Modern communication systems abound in practice: cellular phones, computer networks, television satellites, and optical links for telephone service. Communication with instruments has been made possible between our planet, the earth, and Mars.
A global positioning system (GPS) is a modern and sophisticated system in which signals are broadcast from a network of 24 satellites. A receiver, which contains a special-purpose computer to process the received signals and compare their phases, can establish its position quite accurately. Such receivers are used by flyers, boaters, and bikers. Various radio systems that utilize phase relationships among signals received from several radio transmitters have been employed in navigation, surveying, and accurate time determination. An early system of this type, known as LORAN, was developed so that the receivers could determine their latitudes and longitudes.

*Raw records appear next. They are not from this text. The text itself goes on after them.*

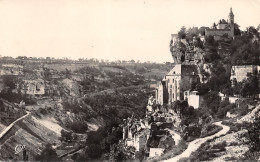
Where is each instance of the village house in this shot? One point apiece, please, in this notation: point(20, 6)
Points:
point(33, 87)
point(241, 72)
point(178, 80)
point(223, 28)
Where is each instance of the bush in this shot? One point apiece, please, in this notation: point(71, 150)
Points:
point(47, 154)
point(210, 130)
point(79, 127)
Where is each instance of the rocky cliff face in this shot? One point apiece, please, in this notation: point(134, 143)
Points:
point(186, 53)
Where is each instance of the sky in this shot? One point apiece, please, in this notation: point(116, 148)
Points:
point(109, 29)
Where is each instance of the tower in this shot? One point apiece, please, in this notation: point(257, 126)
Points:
point(231, 22)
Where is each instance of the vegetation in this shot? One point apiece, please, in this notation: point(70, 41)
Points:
point(47, 154)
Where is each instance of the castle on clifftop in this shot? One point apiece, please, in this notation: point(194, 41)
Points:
point(223, 27)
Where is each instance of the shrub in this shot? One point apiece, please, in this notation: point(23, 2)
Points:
point(210, 130)
point(79, 127)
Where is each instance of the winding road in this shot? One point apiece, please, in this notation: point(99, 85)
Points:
point(194, 145)
point(11, 125)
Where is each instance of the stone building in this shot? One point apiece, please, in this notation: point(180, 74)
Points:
point(241, 72)
point(161, 95)
point(193, 98)
point(33, 87)
point(222, 28)
point(178, 80)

Figure illustrates in a simple way the working principle of LORAN, which consists of three transmitters (amaster and two slaves) that periodically broadcast 10-cycle pulses of 100-kHz sine waves in a precise phase relationship. The signal received from each transmitter is phase- shifted in proportion to the distance from that transmitter to the receiver. A phase reference is established at the receiver by the signal from the master transmitter; then the receiver determines the differential time delay between the master and each of the two slaves. The difference in time delay between the master and a given slave yields a line of position (LOP), as shown in Figure.

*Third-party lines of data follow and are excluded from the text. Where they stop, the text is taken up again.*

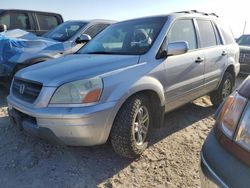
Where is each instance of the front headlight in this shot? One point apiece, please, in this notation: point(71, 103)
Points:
point(79, 92)
point(243, 134)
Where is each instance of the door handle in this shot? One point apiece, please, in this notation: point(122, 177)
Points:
point(199, 60)
point(224, 53)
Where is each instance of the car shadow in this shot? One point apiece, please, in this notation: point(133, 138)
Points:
point(87, 166)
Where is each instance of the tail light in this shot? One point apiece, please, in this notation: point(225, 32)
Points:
point(243, 134)
point(231, 113)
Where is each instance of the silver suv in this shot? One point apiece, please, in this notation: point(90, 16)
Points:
point(123, 81)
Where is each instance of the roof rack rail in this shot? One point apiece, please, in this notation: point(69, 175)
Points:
point(198, 12)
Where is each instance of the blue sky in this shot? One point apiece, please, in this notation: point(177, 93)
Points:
point(233, 13)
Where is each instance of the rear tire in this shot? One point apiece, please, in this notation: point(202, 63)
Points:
point(130, 131)
point(224, 90)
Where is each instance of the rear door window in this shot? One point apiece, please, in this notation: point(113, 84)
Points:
point(183, 30)
point(95, 29)
point(207, 34)
point(47, 22)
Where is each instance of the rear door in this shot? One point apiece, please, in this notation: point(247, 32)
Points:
point(215, 54)
point(184, 73)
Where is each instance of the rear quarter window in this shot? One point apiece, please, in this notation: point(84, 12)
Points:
point(226, 33)
point(183, 30)
point(47, 22)
point(207, 33)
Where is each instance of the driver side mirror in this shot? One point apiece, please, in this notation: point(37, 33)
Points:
point(3, 27)
point(84, 38)
point(175, 48)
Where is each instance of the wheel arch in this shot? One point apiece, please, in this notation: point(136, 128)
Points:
point(154, 90)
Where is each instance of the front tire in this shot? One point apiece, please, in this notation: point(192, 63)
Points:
point(130, 131)
point(224, 90)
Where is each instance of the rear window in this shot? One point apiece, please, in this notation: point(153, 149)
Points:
point(207, 34)
point(47, 22)
point(95, 29)
point(183, 30)
point(5, 19)
point(16, 20)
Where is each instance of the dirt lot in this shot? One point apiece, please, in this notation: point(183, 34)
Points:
point(172, 160)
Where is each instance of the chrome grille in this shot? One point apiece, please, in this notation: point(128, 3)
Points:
point(26, 90)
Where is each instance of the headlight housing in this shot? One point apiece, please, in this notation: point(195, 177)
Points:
point(79, 92)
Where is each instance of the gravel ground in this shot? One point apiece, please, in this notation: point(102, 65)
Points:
point(172, 160)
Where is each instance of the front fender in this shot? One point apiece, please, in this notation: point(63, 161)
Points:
point(123, 91)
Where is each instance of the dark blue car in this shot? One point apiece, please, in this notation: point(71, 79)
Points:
point(19, 49)
point(225, 155)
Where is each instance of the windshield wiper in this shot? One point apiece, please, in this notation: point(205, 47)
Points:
point(102, 52)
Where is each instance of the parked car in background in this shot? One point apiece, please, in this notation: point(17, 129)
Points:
point(244, 43)
point(225, 155)
point(122, 82)
point(63, 40)
point(33, 21)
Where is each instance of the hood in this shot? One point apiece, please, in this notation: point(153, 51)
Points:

If the time delays of the signals fromthemaster and a given slave are equal (i.e., no differential delay), then the line of position is the perpendicular bisector of the line joining the master and that particular slave. On the other hand, if the time delay from the master is smaller by a certain amount, the line of position happens to be a hyperbola situated toward and near the master, as illustrated by LOP for slave 1 in Figure, and LOP for slave 2, where the time delay from slave 2 is smaller. The intersection of the LOPs for the two slaves determines the location of the receiver.
The simple concept of relative phase relationships is exploited by engineers and scientists in several systems that are beneficial to the general public. For example, remote measurements of the height of Greenland's ice cap (by using high-quality GPS receivers) are being made to assess the possible effects of global warming.